Moving to Hugo

I have so far avoided the typical “here’s my blogging tech stack” post that is then followed by the silence of not writing another post for several months.

But you know what? Here it is anyways.

Leaving Wordpress

I have been a Wordpress user since 2006 or 2007. And I‘ve always been a fan. Still am, in a way.

The fact that the Wordpress instance I installed circa 2010 still self-updates 15 years later without any hiccups is impressive. I also think the Gutenberg block editor for posts and pages is excellent.

Still, at the beginning of this year, I had an itch for something new, something more developer-friendly with a plainer approach.

More than a blog

I also wanted to broaden the content: Don’t limit myself to a linear blog, but instead start moving towards a digital garden, a more personal space with different non-blog sections.

Screenshot of the casual coding home page

Choosing Hugo

I ended up choosing Hugo: A fast static site builder written in Go, a language that I am partial to since I’ve started working with it last year.

You do, in fact, not write any Go to create a website with Hugo, but at least the templating syntax was familiar.

So here’s the gist:

A minimalist Hugo setup

I‘ve pretty much created the entire theme and site from scratch. No frameworks, no preprocessing pipeline. Just plain CSS and a tiny pinch of JavaScript.

Site features I’ve built

Screenshot of the casual coding reading page

Publishing workflow

The website code lives inside a Github repository. Every push to the main branch triggers a Github action that compiles the entire site and uploads it via FTP to my webspace.

When I work on a new blog post or website feature, I create a pull request. This causes the same Github action to trigger, but it now publishes the site to a staging environment, i.e. to a different subdomain.

The site is also rebuilt each night. This is required for the reading page which consumes an external API to render. New books appear the day after I’ve logged them.

The publishing workflow

These build triggers may sound excessive, but they’re not.
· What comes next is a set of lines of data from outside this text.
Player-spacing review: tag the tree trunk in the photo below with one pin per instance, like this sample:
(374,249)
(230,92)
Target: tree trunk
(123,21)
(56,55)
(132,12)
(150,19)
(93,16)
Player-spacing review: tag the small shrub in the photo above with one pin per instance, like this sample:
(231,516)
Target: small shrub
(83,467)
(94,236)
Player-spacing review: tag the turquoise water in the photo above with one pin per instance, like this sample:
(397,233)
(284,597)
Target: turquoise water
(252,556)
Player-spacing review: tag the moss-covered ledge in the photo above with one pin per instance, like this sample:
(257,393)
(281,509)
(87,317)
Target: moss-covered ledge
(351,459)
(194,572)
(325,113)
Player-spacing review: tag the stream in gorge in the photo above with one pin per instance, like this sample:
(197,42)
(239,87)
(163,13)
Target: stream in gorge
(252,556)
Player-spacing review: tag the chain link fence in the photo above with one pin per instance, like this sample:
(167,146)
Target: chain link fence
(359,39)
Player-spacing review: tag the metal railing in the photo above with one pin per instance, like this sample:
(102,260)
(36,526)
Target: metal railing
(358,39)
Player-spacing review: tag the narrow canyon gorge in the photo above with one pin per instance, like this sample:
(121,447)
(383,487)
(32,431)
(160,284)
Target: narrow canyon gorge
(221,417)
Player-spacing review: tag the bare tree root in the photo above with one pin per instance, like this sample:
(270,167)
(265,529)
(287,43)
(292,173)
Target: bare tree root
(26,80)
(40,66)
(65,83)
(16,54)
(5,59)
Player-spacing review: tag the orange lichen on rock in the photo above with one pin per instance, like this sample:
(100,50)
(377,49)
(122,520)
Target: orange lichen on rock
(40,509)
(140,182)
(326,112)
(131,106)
Because Hugo is so fast, each build of the entire website takes around two seconds, the Github action runs for roughly 30 seconds.

All combined, I’m not using more than 30 to 60 minutes of Github action minutes in a full month. This is well inside Github’s free quota.

I moved to Hugo and I liked it

So here we are. I moved from WordPress to Hugo and I liked it.

Let’s see if this technical summary indeed remains the most recent post on the blog for an embarrassingly long time. Ideally, I’ll embrace the idea I had for this website in the first place: be more casual about the writing experience and not wait for a big topic till I consider publishing.

Maybe even writing about my blogging tech stack is fine for a change.